The “uh” was unfortunate. “Is the wedding in Providence?”

“ Boston, but it’s easier to fly into Providence than Logan.”

“And it’s tomorrow, Friday?”

Shit, no one got married on Friday night. Even I knew that. “No, but there’s the rehearsal dinner, and, you know, all that stuff.”

More clicks. “I can get you on the 7:00 a.m. flight if you promise to check in ninety minutes ahead of time. You’ll be in Providence by 8:30. I have to think that’s plenty of time. For the rehearsal and stuff. By the way, that flight is thirty-five dollars more.”

“Okay,” I said, pulling out a Visa card that was dangerously close to being maxed out, but I was reluctant to give up my cash, which I would need in abundance Friday night. “I guess that’s enough time.”

And now I had nothing but time to spend in the dullest airport, Baltimore-Washington International, in the dullest suburb, Linthicum, on the whole Eastern Seaboard. Going home was not an option. Light Rail had stopped running, and I couldn’t afford the thirty-dollar cab fare back to North Baltimore. Besides, I had to be in line at 5:30 a.m. to guarantee my seat, and that meant getting up at four. If I stayed here, at least I couldn’t miss my flight.

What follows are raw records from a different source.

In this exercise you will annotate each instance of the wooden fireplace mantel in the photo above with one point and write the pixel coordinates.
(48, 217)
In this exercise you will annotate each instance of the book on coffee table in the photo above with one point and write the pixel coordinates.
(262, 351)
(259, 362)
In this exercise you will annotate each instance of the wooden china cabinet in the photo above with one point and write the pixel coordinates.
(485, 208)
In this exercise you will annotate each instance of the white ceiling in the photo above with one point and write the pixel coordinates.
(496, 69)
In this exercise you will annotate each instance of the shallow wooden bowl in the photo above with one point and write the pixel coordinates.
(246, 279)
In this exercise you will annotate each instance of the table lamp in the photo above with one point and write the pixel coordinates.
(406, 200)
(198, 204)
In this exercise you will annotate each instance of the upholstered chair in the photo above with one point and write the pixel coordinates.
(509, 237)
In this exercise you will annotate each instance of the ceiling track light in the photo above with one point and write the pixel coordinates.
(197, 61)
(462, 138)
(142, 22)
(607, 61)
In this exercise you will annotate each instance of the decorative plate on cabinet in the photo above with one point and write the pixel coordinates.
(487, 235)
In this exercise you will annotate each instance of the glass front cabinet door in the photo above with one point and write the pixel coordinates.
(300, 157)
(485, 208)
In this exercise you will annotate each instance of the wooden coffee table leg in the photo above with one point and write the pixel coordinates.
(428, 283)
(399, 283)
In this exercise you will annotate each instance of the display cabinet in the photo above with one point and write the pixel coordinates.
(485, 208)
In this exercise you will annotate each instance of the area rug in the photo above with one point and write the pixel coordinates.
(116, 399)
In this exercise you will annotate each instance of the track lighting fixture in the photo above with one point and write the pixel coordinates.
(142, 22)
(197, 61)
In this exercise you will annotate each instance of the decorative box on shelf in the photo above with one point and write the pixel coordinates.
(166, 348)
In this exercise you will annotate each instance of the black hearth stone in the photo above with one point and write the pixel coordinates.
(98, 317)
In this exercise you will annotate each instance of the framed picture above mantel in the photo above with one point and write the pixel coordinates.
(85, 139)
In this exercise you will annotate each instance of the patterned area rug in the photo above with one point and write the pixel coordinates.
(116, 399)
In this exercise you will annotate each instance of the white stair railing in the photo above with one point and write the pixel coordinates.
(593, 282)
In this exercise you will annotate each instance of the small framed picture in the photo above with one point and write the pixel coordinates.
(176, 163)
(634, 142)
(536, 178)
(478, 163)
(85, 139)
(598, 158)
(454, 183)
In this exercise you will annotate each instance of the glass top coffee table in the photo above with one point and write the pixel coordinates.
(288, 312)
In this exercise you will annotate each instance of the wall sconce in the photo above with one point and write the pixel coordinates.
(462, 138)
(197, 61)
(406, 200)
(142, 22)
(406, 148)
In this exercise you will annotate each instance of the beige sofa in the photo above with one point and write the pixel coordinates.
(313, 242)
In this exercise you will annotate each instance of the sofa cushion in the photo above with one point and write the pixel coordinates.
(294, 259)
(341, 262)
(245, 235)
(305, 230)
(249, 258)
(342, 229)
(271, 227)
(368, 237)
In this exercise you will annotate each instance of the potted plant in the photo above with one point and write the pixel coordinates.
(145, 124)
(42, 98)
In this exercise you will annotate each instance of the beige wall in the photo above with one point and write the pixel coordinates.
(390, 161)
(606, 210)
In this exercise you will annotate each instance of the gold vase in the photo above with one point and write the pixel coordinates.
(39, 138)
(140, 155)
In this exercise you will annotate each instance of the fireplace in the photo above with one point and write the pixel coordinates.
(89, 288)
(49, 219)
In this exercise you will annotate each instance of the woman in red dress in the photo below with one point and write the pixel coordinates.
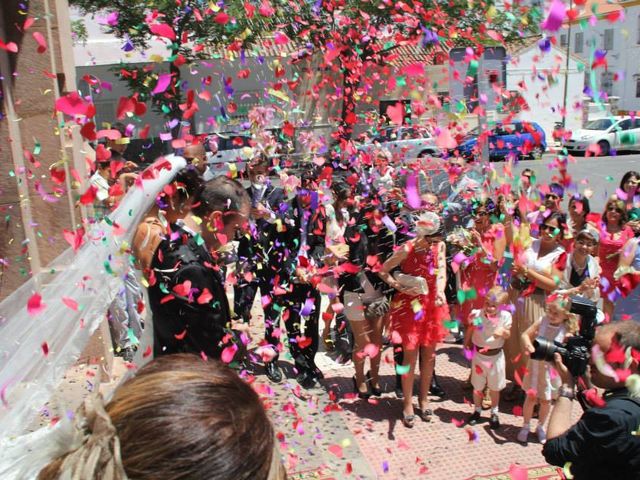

I wandered through the ticketing area, but it was dead, the counters all on the verge of closing down. I nursed a beer, but last call was 11:00 p.m., and I couldn’t get to the stores and restaurants on the other side of the metal detectors because I didn’t have a boarding pass. I stood by the stairs for a while, watching the people emerge from the terminals, their faces exhausted but happy because their journeys were over. It was almost as if there were two airports-”Departures,” this ghost town where I was trapped, and “Arrivals,” with people streaming out of the gates and onto the escalators, fighting for their baggage and then throwing themselves into the gridlocked lanes on the lower level, heading home, heading out. I should be doing the same thing myself, four-hundred-some miles away. My plane would be touching down by now, the guys would be looking for me, ready to go. I tried to call them, but my cell was dead. That was the kind of night I was having.

I stretched out on one of the padded benches opposite my ticket counter and essayed a little catnap, but some old guy was pushing a vacuum cleaner right next to my head, which seemed a little hostile. Still, I closed my eyes and tried not to think of what I was missing in Boston. The guys would probably be at a bar by now, kicking back some beers. At least I’d make it to the major festivities the next night. It hadn’t been a complete lie, the wedding thing. I was going to a friend’s bachelor party, even though I wasn’t invited to the wedding proper, but that’s just because there’s bad blood between the bride and me. She tells Bruce I’m a moron, but the truth is we had a little thing, when they were sorta broken up junior year, and she’s terrified I’m going to tell him. And, also, I think, because she liked it, enjoyed ol’ Andy, who brought a lot more to the enterprise than Bruce ever could. I’m not slagging my friend, but I lived with the guy for four years. I know the hand he was dealt, physiologically.